NEWS (8/19/20) — California: The U.S. Court of Appeals for the Ninth Circuit released habeas corpus appeal decisions in two capital cases involving California death-row prisoner Martin Kipp, overturning his conviction in a case prosecuted in Orange County and upholding his conviction and death sentence in a Los Angeles County case.
In granting a new trial in the 1983 Orange County murder of a 19-year-old woman, a 2-1 panel of the circuit court held that the trial court violated Kipp’s due process rights by permitting the prosecution to present evidence of the unadjudicated Los Angeles murder under the theory that there was a “highly distinctive pattern” between the two crimes. The panel found that the state court’s distinctive-pattern finding was an unreasonable determination of the facts because the state court misstated the record in reaching the conclusion that the condition in which the bodies were discovered was “unusually similar” and ignoring evidence presented by Kipp supporting his claim that the murders were “too dissimilar to support [the] inference of connection by common identity or intent” necessary for the Los Angeles case to be admissible in the Orange County trial.
The same three-judge panel unanimously upheld Kipp’s conviction and death sentence in the rape and murder of an 18-year-old college student in Los Angeles County three months earlier. The court rejected Kipp’s claims that the court unconstitutionally permitted the prosecution to present personal letters to his wife in which he admitted to sexually assault and murder, denigrated the victims, and made references to Satan. It ruled that even if presenting the references to Satan to the jury was unconstitutional, the error was harmless because it did not have “a substantial and injurious effect” on the jury’s verdict. The court similarly rejected Kipp’s claim that his trial counsel was ineffective in failing to object to the introduction of the letters.
The court avoided determining the constitutionality of a juror’s conduct in bringing a Bible into the jury room and reading Bible verses to the jury, again holding that any constitutional error would have been harmless. Finally, it rejected Kipp’s claim that his penalty-phase counsel was ineffective for failing to investigate and present mitigating evidence, holding that the California courts’ conclusions that counsel’s performance was not deficient and did not cause prejudice were not unreasonable.
NEWS (8/18/20) — Texas: The U.S. District Court for the Southern District of Texas has granted a new trial to death-row prisoner Travis Green.
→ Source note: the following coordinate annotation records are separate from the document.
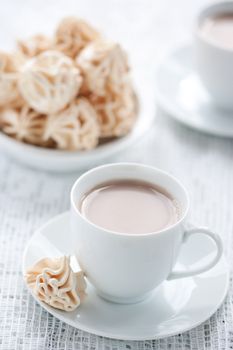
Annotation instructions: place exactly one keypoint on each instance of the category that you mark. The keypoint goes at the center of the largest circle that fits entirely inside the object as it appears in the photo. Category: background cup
(125, 268)
(214, 63)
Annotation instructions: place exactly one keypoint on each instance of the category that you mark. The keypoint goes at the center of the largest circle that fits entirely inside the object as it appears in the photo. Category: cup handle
(205, 267)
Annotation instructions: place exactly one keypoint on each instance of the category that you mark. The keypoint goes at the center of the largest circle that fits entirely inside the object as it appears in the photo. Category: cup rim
(148, 167)
(203, 13)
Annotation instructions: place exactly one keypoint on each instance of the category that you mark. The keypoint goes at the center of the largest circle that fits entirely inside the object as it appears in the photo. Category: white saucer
(175, 307)
(66, 161)
(180, 93)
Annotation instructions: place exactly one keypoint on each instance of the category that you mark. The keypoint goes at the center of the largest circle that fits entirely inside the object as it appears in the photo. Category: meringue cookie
(24, 124)
(8, 78)
(74, 128)
(104, 67)
(116, 112)
(54, 282)
(72, 35)
(34, 45)
(49, 81)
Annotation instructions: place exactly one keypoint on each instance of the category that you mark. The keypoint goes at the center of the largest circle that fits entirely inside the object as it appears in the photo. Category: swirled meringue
(74, 128)
(8, 78)
(116, 112)
(24, 124)
(34, 45)
(104, 67)
(72, 35)
(54, 282)
(49, 81)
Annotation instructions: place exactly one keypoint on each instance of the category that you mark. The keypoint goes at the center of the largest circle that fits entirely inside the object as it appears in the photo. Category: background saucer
(181, 94)
(175, 307)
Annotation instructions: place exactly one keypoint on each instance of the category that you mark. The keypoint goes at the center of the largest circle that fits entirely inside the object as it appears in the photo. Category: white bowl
(65, 161)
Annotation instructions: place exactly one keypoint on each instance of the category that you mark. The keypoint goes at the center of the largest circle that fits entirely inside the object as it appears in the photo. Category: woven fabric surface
(28, 198)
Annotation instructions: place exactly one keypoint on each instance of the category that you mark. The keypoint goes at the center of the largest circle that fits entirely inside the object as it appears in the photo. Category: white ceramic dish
(175, 307)
(181, 94)
(66, 161)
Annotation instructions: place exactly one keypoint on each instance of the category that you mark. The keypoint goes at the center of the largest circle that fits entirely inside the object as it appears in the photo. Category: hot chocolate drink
(132, 207)
(219, 29)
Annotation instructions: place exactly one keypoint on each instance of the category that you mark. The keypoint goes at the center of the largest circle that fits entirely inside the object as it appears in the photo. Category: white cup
(214, 63)
(126, 268)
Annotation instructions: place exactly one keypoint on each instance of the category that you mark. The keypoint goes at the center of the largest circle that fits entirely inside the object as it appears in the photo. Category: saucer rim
(170, 108)
(79, 326)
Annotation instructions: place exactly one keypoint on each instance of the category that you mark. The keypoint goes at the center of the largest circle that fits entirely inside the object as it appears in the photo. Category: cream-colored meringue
(116, 113)
(49, 81)
(104, 66)
(9, 66)
(72, 35)
(74, 128)
(24, 124)
(55, 283)
(34, 45)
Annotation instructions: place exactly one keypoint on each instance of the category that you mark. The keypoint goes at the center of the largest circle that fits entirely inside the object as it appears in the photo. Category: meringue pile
(67, 92)
(54, 282)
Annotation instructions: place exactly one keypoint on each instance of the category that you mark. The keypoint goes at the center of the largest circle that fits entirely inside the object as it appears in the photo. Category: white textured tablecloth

The court ruled that Green, who was convicted and sentenced to death in 2000 in Harris County for a September 1999 murder, had been permitted to waive counsel and proceed to trial while incompetent. The court also found that penalty-phase counsel was ineffective when, after being appointed the day before the penalty phase when Green re-invoked his right to counsel, he failed to request a continuance, a competency hearing, or appointment of a mental health expert and failed to present any mental health evidence in mitigation.
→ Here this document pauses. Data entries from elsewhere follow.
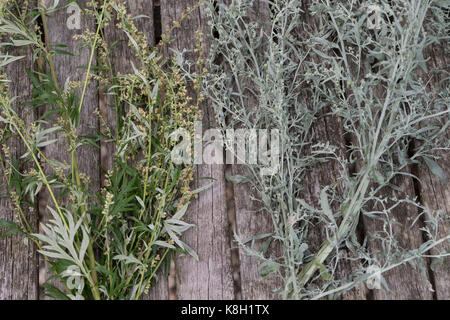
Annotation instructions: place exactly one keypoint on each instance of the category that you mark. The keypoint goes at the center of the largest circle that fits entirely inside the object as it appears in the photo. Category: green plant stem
(75, 171)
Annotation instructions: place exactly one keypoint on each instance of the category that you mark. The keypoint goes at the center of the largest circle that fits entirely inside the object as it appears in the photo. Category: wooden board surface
(214, 276)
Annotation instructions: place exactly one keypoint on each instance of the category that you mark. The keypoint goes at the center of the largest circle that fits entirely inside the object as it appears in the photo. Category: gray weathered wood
(211, 277)
(66, 67)
(18, 261)
(433, 193)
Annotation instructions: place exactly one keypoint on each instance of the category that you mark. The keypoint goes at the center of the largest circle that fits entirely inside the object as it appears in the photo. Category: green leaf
(11, 228)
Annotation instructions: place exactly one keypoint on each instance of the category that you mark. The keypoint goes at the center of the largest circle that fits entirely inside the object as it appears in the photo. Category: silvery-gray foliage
(288, 72)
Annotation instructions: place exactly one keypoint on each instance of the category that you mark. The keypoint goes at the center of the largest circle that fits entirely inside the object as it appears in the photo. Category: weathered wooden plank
(121, 57)
(68, 67)
(433, 193)
(405, 282)
(18, 261)
(211, 276)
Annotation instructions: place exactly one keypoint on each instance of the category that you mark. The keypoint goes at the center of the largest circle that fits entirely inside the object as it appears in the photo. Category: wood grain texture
(211, 276)
(250, 220)
(66, 66)
(18, 261)
(433, 193)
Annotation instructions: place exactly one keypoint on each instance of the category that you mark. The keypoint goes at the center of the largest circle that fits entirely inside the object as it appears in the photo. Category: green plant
(111, 244)
(286, 74)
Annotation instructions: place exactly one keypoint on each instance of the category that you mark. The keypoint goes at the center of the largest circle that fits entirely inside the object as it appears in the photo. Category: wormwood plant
(108, 244)
(286, 74)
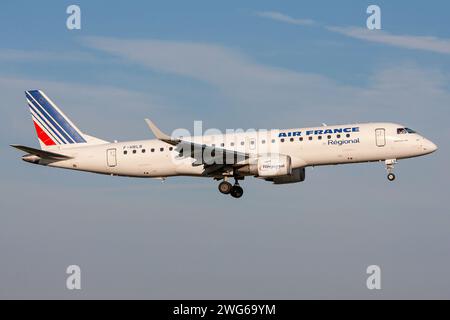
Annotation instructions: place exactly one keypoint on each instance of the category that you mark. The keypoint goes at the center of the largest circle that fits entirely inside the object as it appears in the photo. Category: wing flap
(213, 158)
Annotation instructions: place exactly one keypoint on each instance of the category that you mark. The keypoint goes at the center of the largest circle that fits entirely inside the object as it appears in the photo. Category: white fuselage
(326, 145)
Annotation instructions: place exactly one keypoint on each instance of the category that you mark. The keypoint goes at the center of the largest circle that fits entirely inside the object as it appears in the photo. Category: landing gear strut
(227, 188)
(390, 168)
(237, 191)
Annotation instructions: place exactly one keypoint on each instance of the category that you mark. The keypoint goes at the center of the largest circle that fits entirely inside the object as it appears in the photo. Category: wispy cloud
(17, 55)
(278, 16)
(426, 43)
(253, 88)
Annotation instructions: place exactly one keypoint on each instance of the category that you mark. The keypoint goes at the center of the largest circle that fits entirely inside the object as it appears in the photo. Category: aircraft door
(111, 157)
(380, 137)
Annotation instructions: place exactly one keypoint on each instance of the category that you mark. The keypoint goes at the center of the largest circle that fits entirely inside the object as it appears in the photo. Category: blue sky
(232, 64)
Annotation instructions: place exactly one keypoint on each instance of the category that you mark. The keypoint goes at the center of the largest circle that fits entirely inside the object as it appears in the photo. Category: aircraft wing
(41, 153)
(204, 154)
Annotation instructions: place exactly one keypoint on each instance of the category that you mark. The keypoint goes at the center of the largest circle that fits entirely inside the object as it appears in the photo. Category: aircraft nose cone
(429, 146)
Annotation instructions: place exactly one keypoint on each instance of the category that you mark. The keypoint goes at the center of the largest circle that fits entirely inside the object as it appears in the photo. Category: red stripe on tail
(43, 136)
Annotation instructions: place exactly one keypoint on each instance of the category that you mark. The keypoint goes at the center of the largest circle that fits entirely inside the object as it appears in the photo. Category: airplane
(278, 156)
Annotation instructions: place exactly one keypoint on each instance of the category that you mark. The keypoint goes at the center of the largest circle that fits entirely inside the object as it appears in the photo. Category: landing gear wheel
(225, 187)
(236, 192)
(391, 177)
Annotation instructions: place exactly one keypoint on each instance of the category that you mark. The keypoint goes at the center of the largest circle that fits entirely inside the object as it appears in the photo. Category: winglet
(158, 133)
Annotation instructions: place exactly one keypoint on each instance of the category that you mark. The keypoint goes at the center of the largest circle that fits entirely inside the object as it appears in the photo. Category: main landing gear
(390, 168)
(227, 188)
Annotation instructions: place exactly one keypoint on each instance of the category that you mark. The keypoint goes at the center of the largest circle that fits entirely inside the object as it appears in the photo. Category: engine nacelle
(269, 166)
(298, 175)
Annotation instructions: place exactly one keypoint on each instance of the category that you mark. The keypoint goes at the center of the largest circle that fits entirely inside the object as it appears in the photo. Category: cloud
(427, 43)
(277, 16)
(283, 96)
(16, 55)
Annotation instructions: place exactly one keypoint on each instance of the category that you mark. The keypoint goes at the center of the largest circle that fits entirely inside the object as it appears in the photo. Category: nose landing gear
(390, 168)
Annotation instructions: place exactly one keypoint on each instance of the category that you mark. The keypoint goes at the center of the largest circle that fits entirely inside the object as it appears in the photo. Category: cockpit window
(405, 131)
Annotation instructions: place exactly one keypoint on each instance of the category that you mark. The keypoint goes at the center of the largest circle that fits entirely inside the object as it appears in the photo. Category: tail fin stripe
(57, 116)
(50, 120)
(43, 136)
(43, 128)
(44, 123)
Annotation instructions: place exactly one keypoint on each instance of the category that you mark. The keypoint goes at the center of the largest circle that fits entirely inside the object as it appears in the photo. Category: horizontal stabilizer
(41, 153)
(159, 134)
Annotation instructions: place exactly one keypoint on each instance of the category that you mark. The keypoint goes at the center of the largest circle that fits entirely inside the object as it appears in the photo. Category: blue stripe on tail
(68, 132)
The federal court also found that Green’s court-appointed direct appeal and state post-conviction counsel were ineffective for failing to raise the competency issue and that post-conviction counsel had abandoned Green altogether, permitting the federal court to reach issues raised for the first time in federal habeas proceedings.
NEWS (8/18/20) — Ohio: The Ohio Supreme Court has upheld two death sentences imposed on Anthony Kirkland for the rapes and murders of two teenage girls in Hamilton County (Cincinnati) in 2006 and 2009. Kirkland pled guilty and was sentenced to 70 years to life in two other murders. Kirkland was convicted and sentenced to death in 2010, but the Ohio Supreme Court overturned his death sentences in 2016. On remand in 2018, the jury again recommended and the trial court again imposed the death penalty for each murder.penalty for each murder.
The appeals court rejected Kirkland’s challenge to the exclusion of numerous jurors based upon their expressed reluctance to impose the death penalty, crediting the trial court’s finding that the jurors would have substantial impairments in their ability to follow the law. It also rejected an undeveloped claim that penalty-phase counsel should have presented testimony from family members to corroborate his claims that Kirkland had been the subject of childhood abuse and neglect. “Kirkland’s claim regarding his family rests on speculation,” the court said. “Nothing in the record shows what testimony his relatives would have given had they taken the stand.”
NEWS (8/1/20) — Arizona: The Arizona Supreme Court has vacated a trial court pretrial ruling that Mexican national Apolinar Altamirano is ineligible for the death penalty because of intellectual disability. Prosecutors objected to the lower court’s ruling, arguing that the court had failed to adhere to the Arizona statutory definition of intellectual disability, which, they said, “requires an overall assessment of Altamirano’s ability to meet society’s expectations of him.” Although the U.S. Supreme Court has repeatedly struck down statutory attempts to engraft additional, nonscientific requirements to the clinically accepted standards for determining intellectual disability, the Arizona Supreme Court reversed the trial court.